Page MenuHomePhabricator

After an inconsistent cluster repository write, consider just ignoring the lock
Closed, ResolvedPublic

Description

Currently, we freeze repositories after a committed but unacknowledged write is aborted. This errs very heavily on the side of safety.

The situation is:

  • A user begins pushing a change.
  • Before the push finishes, the receiving server dies or the repository/database link is severed.

We currently respond to this by freezing the repository and making an operator sort it out.

This rule may be too paranoid. In particular, I suspect we may end up freezing repositories too aggressively if there is a push in flight while the database is restarted, since the global lock will drop and we won't release the durable lock. In general:

  • We don't acknowledge these pushes, so the client doesn't see them succeed. It should be reasonable to roll them back.
  • We can sometimes automatically roll back if there are 2+ nodes in the cluster. Even if there are a lot of nodes, it's possible we were the only leader before the push, so we may not be able to roll back reliably. And we can never roll back reliably with only one node. That is, it's technically possible to implement "roll back", but it's complicated and there's no git command for it so we'd have to do it ourselves and it wouldn't be atomic.
  • The actual confusing case here is probably not a data loss case, since we won't acknowledge the push and data loss is what the client should expect -- it's fine and consistent if we lose the data. The actual problem is the opposite: accepting the push even though we didn't acknowledge it. For human pushers, this is probably fine. For automated pushers, this might not be so great. And it's definitely inconsistent: if we didn't say "yes, we got the push", we shouldn't get the push.

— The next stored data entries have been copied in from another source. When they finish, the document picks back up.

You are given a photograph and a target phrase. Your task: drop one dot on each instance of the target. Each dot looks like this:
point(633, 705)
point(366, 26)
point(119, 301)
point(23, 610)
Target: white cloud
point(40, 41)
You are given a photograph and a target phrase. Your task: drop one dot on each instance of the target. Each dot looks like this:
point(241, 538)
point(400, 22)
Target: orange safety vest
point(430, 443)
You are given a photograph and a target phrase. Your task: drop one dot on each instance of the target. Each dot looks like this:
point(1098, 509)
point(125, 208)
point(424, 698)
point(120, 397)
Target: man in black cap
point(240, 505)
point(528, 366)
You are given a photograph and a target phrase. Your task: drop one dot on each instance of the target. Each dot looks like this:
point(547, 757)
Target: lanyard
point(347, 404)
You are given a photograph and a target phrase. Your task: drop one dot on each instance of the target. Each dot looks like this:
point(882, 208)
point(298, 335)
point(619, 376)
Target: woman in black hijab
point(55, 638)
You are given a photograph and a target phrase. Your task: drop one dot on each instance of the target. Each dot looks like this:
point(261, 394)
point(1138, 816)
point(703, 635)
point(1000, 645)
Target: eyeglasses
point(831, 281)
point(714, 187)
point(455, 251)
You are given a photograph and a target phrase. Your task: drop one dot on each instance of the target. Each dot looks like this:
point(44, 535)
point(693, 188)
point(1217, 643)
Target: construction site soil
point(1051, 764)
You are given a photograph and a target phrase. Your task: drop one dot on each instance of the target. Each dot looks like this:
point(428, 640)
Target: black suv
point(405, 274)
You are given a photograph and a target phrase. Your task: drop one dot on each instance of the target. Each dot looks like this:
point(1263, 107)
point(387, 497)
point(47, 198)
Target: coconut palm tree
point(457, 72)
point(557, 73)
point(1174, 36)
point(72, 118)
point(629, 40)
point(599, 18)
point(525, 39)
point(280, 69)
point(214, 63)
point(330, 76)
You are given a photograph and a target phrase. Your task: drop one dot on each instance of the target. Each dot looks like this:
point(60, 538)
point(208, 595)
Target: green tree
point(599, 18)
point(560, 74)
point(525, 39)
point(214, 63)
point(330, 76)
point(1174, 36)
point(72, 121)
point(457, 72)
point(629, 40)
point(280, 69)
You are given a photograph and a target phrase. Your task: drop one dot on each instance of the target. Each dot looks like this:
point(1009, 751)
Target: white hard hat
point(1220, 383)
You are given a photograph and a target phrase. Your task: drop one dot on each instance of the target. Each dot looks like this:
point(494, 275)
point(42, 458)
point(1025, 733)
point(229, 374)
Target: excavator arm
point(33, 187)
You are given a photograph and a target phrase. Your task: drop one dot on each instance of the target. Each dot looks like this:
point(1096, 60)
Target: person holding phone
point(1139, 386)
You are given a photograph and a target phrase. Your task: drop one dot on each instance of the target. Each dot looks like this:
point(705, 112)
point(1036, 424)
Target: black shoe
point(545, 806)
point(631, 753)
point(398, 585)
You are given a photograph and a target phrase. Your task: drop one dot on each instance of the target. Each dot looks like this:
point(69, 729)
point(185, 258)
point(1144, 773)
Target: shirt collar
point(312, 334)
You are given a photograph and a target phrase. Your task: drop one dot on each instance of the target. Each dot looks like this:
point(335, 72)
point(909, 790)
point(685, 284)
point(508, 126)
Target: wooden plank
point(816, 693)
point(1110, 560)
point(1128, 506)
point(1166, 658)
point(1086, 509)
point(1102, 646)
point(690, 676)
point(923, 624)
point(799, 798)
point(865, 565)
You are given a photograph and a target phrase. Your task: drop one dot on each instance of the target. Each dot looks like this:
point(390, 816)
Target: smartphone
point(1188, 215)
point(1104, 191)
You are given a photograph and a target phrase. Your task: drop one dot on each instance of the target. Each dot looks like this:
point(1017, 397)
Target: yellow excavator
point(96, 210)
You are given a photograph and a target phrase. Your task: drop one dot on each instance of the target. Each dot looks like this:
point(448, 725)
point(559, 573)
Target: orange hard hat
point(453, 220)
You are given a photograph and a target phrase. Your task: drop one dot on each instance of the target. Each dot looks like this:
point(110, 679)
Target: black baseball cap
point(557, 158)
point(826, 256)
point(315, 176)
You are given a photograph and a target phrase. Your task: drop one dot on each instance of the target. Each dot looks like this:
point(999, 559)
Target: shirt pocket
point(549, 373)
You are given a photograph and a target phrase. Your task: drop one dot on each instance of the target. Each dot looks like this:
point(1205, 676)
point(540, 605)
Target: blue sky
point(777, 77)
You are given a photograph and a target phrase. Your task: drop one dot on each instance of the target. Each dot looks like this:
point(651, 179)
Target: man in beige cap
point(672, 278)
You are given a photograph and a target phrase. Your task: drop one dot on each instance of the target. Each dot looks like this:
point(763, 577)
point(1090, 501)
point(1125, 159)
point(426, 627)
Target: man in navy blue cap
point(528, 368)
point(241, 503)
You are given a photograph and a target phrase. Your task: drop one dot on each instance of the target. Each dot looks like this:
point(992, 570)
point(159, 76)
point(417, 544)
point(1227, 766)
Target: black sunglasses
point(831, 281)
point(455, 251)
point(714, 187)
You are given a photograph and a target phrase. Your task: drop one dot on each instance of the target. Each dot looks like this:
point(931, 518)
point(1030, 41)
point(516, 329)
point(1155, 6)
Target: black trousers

A possible softening of the protocol might be:

  • When we acquire the lock, write a unique process ID to the lock table.
  • After we receive a push, try very very very very hard to release the lock if we're the thread holding it, even if we lost the global lock (e.g., sit there for 15 minutes just retrying to connect to the database so we can unfreeze the repository).

This would still be very paranoid and allow no inconsistencies, but should reduce the number of cases where we get stuck with a frozen repository.

Maybe also helpful would be an operational way to drain VCS write traffic before a database server restart. We can do this in a practical sense by acquiring every write lock, then writing a stateful lock.

When you needed to restart the master database, the protocol would become something like:

$ ./bin/repository write-lock --enable # Drain and lock ALL VCS write traffic.
$ service mysqld restart
$ ./bin/repository write-lock --disable # Release VCS write traffic lock.

Event Timeline

epriestley created this object with edit policy "All Users".
epriestley lowered the priority of this task from Normal to Low.Apr 24 2016, 6:39 PM

After we receive a push, try very very very very hard to release the lock if we're the thread holding it, even if we lost the global lock

D15789 + D15790 + D15791 + D15792 implement this.

I don't currently plan to implement any automatic method of ignoring/breaking a frozen lock, since it's potentially unsafe and I think "try very hard to release it" may be good enough to make remaining failures very rare/legitimate.

I don't currently plan to implement a global administrative write lock, but am open to it if we run into issues in the wild that it would help resolve. I suspect "try harder to release locks" will just fix this problem automatically in reasonable cases (routine restarts of MySQL).

Going any farther than this risks some inconsistency / data loss and we haven't managed to break this yet, so I'm going to consider this sufficiently robust until we see evidence otherwise.